C'è poi un dettaglio che vale più di ogni bollettino: il naso non mente. Quando si sente odore di fumo, spiega il medico, le polveri sottili hanno già superato abbondantemente i 50 microgrammi per metro cubo, il doppio del limite di legge fissato a 25 per le Pm2,5, e cinque volte la soglia di 10 microgrammi indicata dall'Oms come obiettivo di tutela della salute. Considerando anche le Pm10, meno pericolose ma più diffuse, oggi in buona parte della Carnia i valori vanno dal doppio fino a otto volte oltre i limiti di legge.

Un po’ di consigli utili

Cosa fare, allora, se non ci si può allontanare dalle zone raggiunte dal fumo? Chi soffre di malattie respiratorie, cardiocircolatorie, renali o oncologiche dovrebbe restare in casa a finestre chiuse, senza accendere il condizionatore, i cui filtri non trattengono le microparticelle.
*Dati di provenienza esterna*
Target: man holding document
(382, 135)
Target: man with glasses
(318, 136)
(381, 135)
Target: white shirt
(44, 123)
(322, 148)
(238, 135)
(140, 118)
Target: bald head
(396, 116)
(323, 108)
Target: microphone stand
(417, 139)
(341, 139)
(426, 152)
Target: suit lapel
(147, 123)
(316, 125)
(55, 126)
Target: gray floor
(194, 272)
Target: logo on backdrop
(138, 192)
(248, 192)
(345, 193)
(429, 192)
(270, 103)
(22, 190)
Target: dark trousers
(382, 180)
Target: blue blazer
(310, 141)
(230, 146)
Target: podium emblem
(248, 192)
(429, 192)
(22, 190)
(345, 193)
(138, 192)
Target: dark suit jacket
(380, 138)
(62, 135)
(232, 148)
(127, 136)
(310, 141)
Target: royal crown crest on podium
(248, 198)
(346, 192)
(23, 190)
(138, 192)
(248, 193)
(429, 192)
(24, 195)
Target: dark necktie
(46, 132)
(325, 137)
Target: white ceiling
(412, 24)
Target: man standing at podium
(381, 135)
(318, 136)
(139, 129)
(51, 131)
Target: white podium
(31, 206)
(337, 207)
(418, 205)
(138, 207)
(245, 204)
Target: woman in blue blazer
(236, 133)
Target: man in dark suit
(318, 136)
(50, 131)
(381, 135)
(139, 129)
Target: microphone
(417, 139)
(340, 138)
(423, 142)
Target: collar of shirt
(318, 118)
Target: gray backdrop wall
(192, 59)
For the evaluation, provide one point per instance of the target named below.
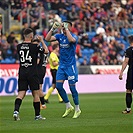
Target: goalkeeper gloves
(65, 25)
(55, 26)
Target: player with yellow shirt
(54, 63)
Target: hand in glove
(65, 25)
(55, 26)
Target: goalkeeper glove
(55, 26)
(65, 25)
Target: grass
(101, 113)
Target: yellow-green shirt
(53, 58)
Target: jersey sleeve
(127, 53)
(57, 36)
(76, 38)
(52, 57)
(40, 49)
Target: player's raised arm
(67, 26)
(40, 38)
(124, 65)
(49, 36)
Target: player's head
(69, 25)
(130, 39)
(55, 47)
(28, 34)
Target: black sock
(128, 100)
(18, 102)
(36, 108)
(42, 100)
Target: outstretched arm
(40, 38)
(68, 34)
(49, 36)
(124, 65)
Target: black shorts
(129, 80)
(28, 79)
(53, 73)
(41, 73)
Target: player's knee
(73, 89)
(59, 85)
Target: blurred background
(103, 27)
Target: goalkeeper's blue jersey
(67, 50)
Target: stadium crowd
(103, 27)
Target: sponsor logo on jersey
(64, 45)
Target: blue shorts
(67, 73)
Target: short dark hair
(67, 21)
(55, 46)
(130, 38)
(27, 31)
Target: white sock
(128, 109)
(77, 107)
(68, 105)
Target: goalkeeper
(67, 69)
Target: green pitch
(101, 113)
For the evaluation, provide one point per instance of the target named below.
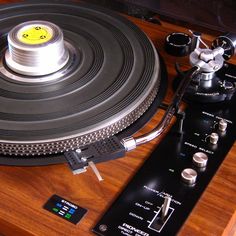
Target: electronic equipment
(77, 83)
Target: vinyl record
(108, 77)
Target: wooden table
(24, 190)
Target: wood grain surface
(24, 190)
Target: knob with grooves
(200, 159)
(222, 125)
(189, 176)
(214, 137)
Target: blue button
(72, 211)
(59, 205)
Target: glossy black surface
(137, 209)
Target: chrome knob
(189, 176)
(214, 137)
(222, 125)
(200, 159)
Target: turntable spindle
(36, 48)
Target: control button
(189, 176)
(178, 44)
(200, 159)
(214, 137)
(59, 205)
(223, 125)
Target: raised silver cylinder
(36, 48)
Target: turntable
(78, 82)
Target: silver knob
(214, 137)
(189, 176)
(200, 159)
(223, 125)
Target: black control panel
(161, 195)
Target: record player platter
(70, 74)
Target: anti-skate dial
(228, 43)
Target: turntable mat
(114, 77)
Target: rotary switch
(222, 126)
(228, 43)
(214, 137)
(189, 176)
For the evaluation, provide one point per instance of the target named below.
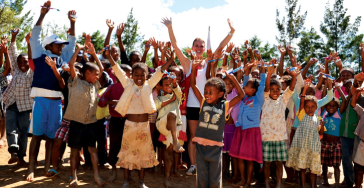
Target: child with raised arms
(136, 102)
(209, 135)
(305, 149)
(81, 111)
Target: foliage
(339, 32)
(130, 36)
(290, 29)
(10, 19)
(97, 39)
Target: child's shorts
(62, 131)
(46, 117)
(81, 135)
(166, 135)
(331, 154)
(359, 156)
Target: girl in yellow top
(305, 151)
(136, 102)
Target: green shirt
(349, 121)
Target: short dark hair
(125, 67)
(163, 78)
(218, 83)
(89, 66)
(21, 55)
(142, 66)
(135, 53)
(311, 98)
(275, 81)
(254, 82)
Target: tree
(290, 29)
(10, 19)
(310, 46)
(266, 51)
(130, 36)
(338, 30)
(97, 39)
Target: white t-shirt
(200, 82)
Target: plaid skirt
(331, 154)
(62, 131)
(275, 151)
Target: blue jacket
(251, 107)
(43, 74)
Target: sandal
(52, 173)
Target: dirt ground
(13, 176)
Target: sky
(190, 18)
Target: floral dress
(305, 151)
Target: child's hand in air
(282, 50)
(209, 55)
(120, 29)
(50, 62)
(110, 24)
(154, 43)
(167, 22)
(72, 19)
(229, 47)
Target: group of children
(243, 113)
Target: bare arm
(111, 26)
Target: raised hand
(219, 53)
(154, 43)
(232, 30)
(45, 7)
(229, 47)
(27, 38)
(50, 62)
(87, 38)
(110, 24)
(147, 45)
(307, 84)
(245, 54)
(71, 18)
(4, 39)
(90, 48)
(120, 29)
(209, 55)
(4, 49)
(15, 32)
(167, 22)
(360, 77)
(282, 50)
(312, 61)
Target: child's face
(115, 53)
(135, 59)
(23, 63)
(310, 91)
(332, 107)
(198, 47)
(92, 76)
(249, 90)
(348, 87)
(178, 74)
(212, 94)
(55, 48)
(127, 72)
(167, 86)
(255, 74)
(284, 86)
(229, 85)
(310, 108)
(139, 76)
(275, 91)
(346, 75)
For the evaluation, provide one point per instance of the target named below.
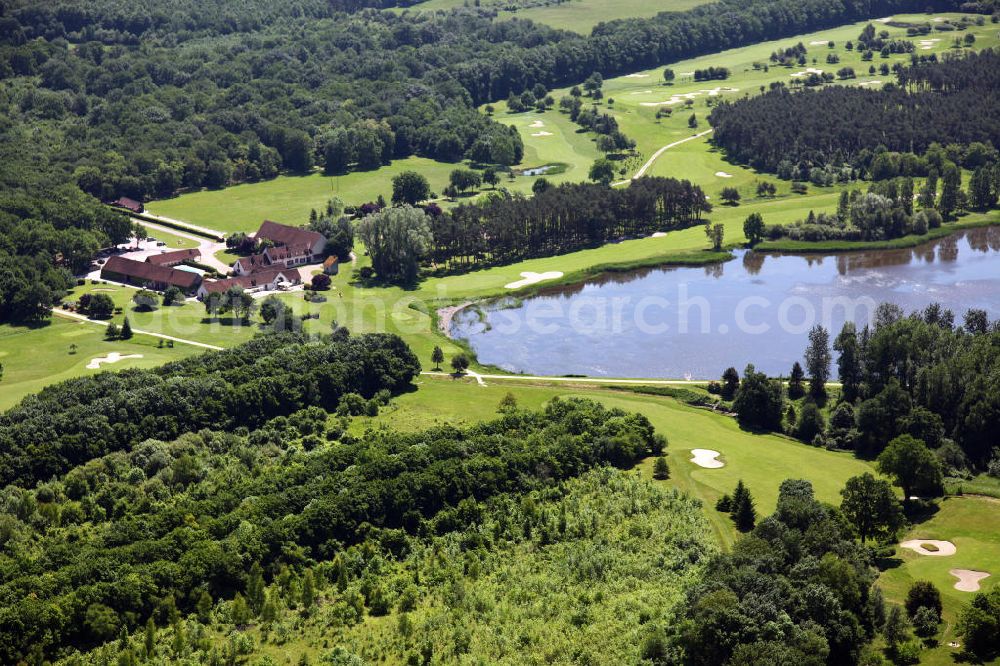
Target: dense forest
(508, 228)
(146, 100)
(272, 375)
(236, 97)
(922, 375)
(949, 102)
(797, 590)
(147, 532)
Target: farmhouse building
(174, 257)
(149, 275)
(296, 240)
(129, 204)
(269, 280)
(287, 247)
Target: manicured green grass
(33, 358)
(173, 241)
(973, 525)
(761, 460)
(288, 199)
(557, 140)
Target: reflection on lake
(672, 322)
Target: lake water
(677, 322)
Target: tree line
(924, 376)
(558, 219)
(949, 102)
(273, 501)
(273, 375)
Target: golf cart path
(74, 315)
(645, 167)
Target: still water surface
(673, 322)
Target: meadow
(762, 461)
(550, 138)
(575, 15)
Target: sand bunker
(944, 548)
(529, 277)
(113, 357)
(968, 581)
(677, 98)
(706, 458)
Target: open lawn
(762, 461)
(288, 199)
(34, 357)
(973, 525)
(575, 15)
(550, 138)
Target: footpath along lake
(677, 322)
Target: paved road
(207, 247)
(575, 380)
(645, 167)
(73, 315)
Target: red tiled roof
(282, 234)
(252, 262)
(251, 281)
(285, 253)
(149, 272)
(130, 204)
(175, 256)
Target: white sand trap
(968, 581)
(113, 357)
(674, 99)
(944, 548)
(529, 277)
(706, 458)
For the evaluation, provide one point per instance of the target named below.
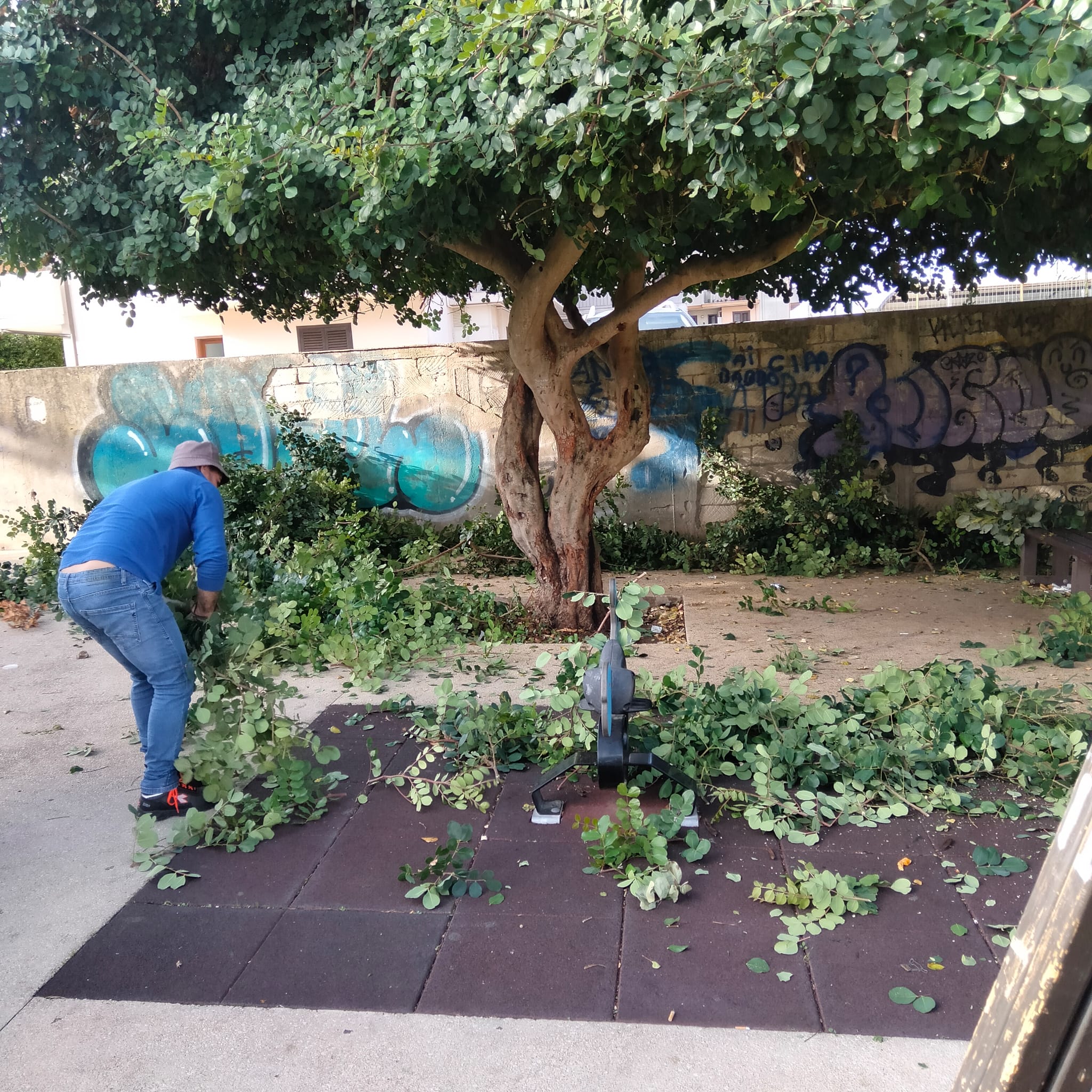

Bere molta acqua e puntare su frutta e verdura colorata, ricche di antiossidanti: pomodori, peperoni, lamponi, mirtilli, pesche, albicocche, prugne. Ma soprattutto, se si deve uscire di casa, usare mascherine Ffp2 o Ffp3. 

Consigli semplici, che si affiancano alle raccomandazioni ufficiali di Regione e Asufc in un momento in cui l'attenzione resta divisa tra il fronte del fuoco e quello, meno visibile ma non meno pericoloso, di ciò che si respira.